Prof. Sezai Yılmaz, ameliyatlarına 2002 yılında başlamış.
Ekipteki 10 cerrah arkadaşıyla aynı gün içersinde 5 nakil ameliyatı gerçekleştiren Profesör Yılmaz bir süre ABD’de kalmış.
“Ameliyat artık bizim yaşam biçimimiz” derken 2013 yılında 350 ameliyat hedeflediklerini söylüyor.
Nihai hedef yılda bin ameliyat.
Nakil ameliyatlarının yüzde 80’i canlıdan canlıya yapılıyormuş.
Yılmaz, ilginç bir noktaya değiniyor:
Türk insanı hiç düşünmeden sevdiği için donör olabiliyor ancak ölmüş bir yakınından organ bağışına razı olmuyor.
Polonya’dan Pakistan’dan gelen doktorları, artık gözü kapalı yaptıkları karaciğer nakil ameliyatları konusunda eğiten Prof. Yılmaz’ın verdiği bilgiye göre karaciğer nakil ameliyatı ABD’de 600 bin dolar, Türkiye’de ise 100 bin lira.
“Biz neden dünyanın karaciğer nakil merkezi olmayalım” diye soruyor.
Halen hastaların yüzde 10’u yabancı ancak 2014’te Karaciğer Nakil Hastanesi’nin devreye girmesiyle bu sayı rahatlıkla katlanabilir.
160 yataklı, 12 ameliyathaneli bu hastane dünyada sadece bir tek organ naklinin yapıldığı ilk hastane olacak.
İnönü Üniversitesi Tıp Fakültesi’nin bu başarısına değindiğim ilk yazıdan sonra bir okurdan sitem dolu bir mesaj aldım.
“Bu fakülteyi bugünlere getiren İnönü Üniversitesi eski rektörü Profesör Dr. Fatih Hilmioğlu’dur. Biraz kadirşinaslık diliyorum” diyor.
Okurum haklı tabii ki...
Halen Silivri’de tutuklu olan Profesör Hilmioğlu’nu “karaciğer nakil ameliyatlarını” yazarken anmadan geçmek insanlığa sığmaz.
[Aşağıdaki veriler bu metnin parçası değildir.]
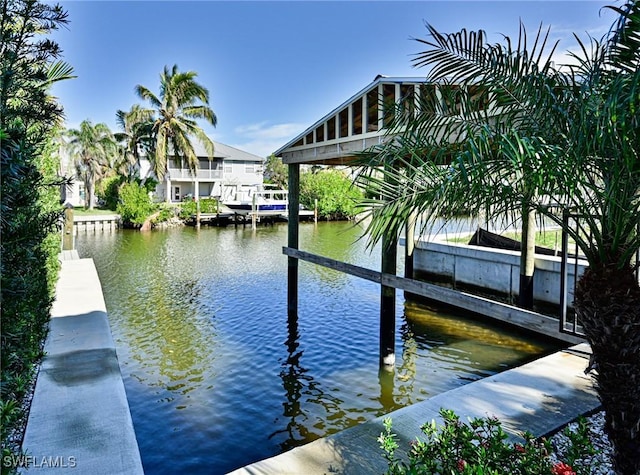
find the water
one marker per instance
(218, 377)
Yazarımız Sedat Ergin, kendisine karaciğer kanseri başlangıcı tanısı konmuş olan Profesör Hilmioğlu ile ilgili 13 Şubat 2013 tarihinde ayrıntılı bir yazı yazmıştı.
İlk medeniyet Aslantepe mi?
MALATYA’nın Orduzu beldesinin sınırları içinde kalan Aslantepe Höyüğü’yle ilgili bu iddiayı ortaya atan Roma La Sapienze Üniversitesi öğretim görevlisi Profesör Dr. Marcela Frangipane.
Prof. Frangipane, yaklaşık bir yıl önce Roma Büyükelçiliği’nde bilim insanlarına verdiği “Anadolu ve Devletin Doğuşu” adlı konferansta “Medeniyetin doğuşu Mezopotomya’da değil Anadolu’da” demiş.
Bu iddiasına kanıt olarak 37 yıldan beri kazılarını sürdürdüğü Aslantepe Höyüğü’de bulunan sarayı, dünyanın ilk bürokrasisine işaret eden arşivleri göstermiş.
Anladığım kadarıyla bu iddiasına bazı itirazlar olmuş.
Aslantepe Höyüğü’nü, Prof. Frangipane’nin ekibinden Francesa Balossi ile gezdik.
Kerpiç saray kalıntılarını gezerken iki küçük çocuğu peşine takılan Francesa Balossi, 13 yıldan beri her yıl iki ay Aslantepe’ye geliyor.
Türkçeyi oldukça akıcı bir şekilde konuşuyor.
Verdiği bilgiye göre, Aslantepe Höyüğü 3 bin 300 yıl öncesine dayanıyor.
Kazırlarda bronz kılıçlar, mühürler, içlerinde üzüm, mercimek, buğday kalıntıları olan kap kacak, takılar çıkmış.
Üzerinde gümüş kakmaları olan dünyanın ilk bronz kılıçları daha sonra Malatya Arkeoloji Müzesi’nde gördük.
Aslantepe Höyüğü beni oldukça heyecanlandırdı.
3 bin 300 yıl öncesinde burada yaşayanlar kimler sorusunun cevabı havada zira bilinmiyor.
“Aslantepeliler diye adlandırıyoruz burada yaşayanları” diyor Balossi.
Bulunan kemikler üzerinde DNA çalışmaları devam ediyor ve Aslantepelilerin kimlerle akraba oldukları ortaya çıkacak.
Son 2 ay içinde çoğunlukla Japon ve Koreli olmak üzere sadece 350 yabancının ziyaret ettiği Aslantepe kuşkusuz daha çok ilgiyi hak ediyor.